All of our programs for the rest of the night were canceled, and instead we had a discussion about our responsibilities as Israelis to the rest of the country. Because as we all immediately realized, this one red alert, these two minutes of our lives that sent everyone reeling, they were routine for thousands of people living in the south, people who are practically if not literally living in bomb shelters hearing these same ear-splitting, heart-dropping sirens every fifteen minutes. This is an accurate statistic. These people can’t sleep, because as soon as they rest their heads on their pillows at two in the morning after returning from the shelter, they are woken up to go back. I just described to you the traumatizing anxiety we all faced. Now imagine that being your reality, your day to day life. Imagine the terror, the knowledge that at every moment of every day, a missile could fall and destroy your home and everything you’ve ever known. Try to think about living in constant fear—not for a few minutes, or days, or even months, but for twelve years. And now realize that the world constantly criticizes the Israeli government for trying to stop it.
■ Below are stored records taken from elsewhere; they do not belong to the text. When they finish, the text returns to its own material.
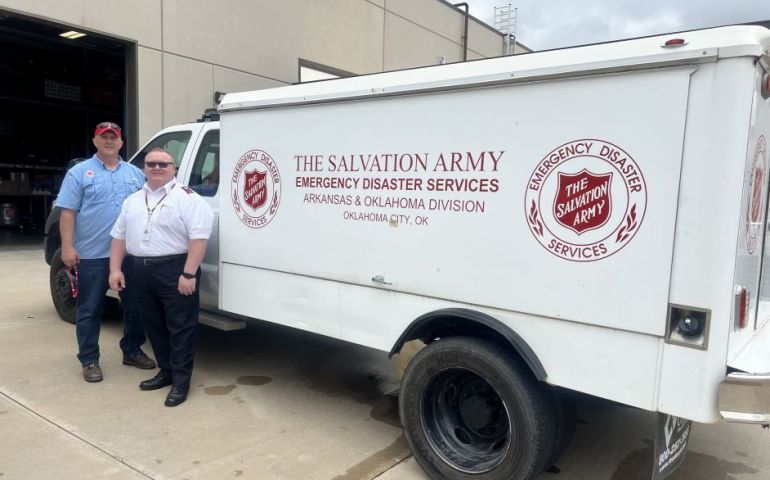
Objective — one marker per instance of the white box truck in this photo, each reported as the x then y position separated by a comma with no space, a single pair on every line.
591,219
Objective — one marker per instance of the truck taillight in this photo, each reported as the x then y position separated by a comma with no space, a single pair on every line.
741,307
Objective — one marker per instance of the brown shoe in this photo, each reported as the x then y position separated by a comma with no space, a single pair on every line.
139,360
92,373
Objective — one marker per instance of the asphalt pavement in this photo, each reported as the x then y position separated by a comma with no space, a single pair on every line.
266,403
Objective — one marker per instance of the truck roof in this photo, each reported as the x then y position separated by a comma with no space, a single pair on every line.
697,46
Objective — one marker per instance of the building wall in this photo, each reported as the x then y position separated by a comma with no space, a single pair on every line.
189,49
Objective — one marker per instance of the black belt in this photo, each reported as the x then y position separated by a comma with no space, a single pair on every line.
147,261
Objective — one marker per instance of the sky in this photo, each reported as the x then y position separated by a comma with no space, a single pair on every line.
544,24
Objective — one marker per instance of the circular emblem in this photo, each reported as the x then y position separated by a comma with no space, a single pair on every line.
585,200
256,188
756,194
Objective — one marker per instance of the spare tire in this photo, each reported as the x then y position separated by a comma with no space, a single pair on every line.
61,289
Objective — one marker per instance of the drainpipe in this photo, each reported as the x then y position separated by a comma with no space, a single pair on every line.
465,34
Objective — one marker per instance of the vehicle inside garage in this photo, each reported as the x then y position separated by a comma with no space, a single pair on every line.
53,90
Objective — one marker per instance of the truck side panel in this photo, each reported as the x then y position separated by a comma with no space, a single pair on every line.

I go on Facebook and read the comments that call Israel the aggressors and Palestinians victims. That’s not true. I would never say that Palestinians are not victims, but Israelis are not aggressors. We’re victims too. And that’s just the thing—this war is not between Israelis and Palestinians. It never has been. It’s between Israel and Hamas, the terrorist organization that has made it’s sole mission the complete destruction of our country and all of the people living in it. That’s who we’re defending ourselves against. That’s whos has sent over 600 missiles into our country in the past three days. What the media doesn’t tell you is that Hamas built their base under Gaza’s main hospital, that even in combat they use their own citizens as human shields. Hamas’s war for the media’s affection has been won through propaganda, through their reused pictures and their unexplained statistics. When we assassinated Achmad Jabari, one of the leaders of the Hamas organization, we accomplished and incredible 1:1 ratio of intended victim and innocent victim, when the UN itself states that the accepted ratio for the assassination of a known terrorist is 1:10. When our US troops captured and killed Osama Bin Laden, it was a universal celebration. Bin Laden attacked the United States once, and while I would never try to minimize the immense impact that 9/11 made on all of our lives, Jabari was responsible for millions, for twelve years of nonstop attacks. How could his assassination be viewed negatively? The Israeli army sends warnings to the Palestinians in the areas they are about to attack, warning them to get to a safe place as to not take more innocent lives, while Hamas’s known and publicized priority is to murder every last Israeli.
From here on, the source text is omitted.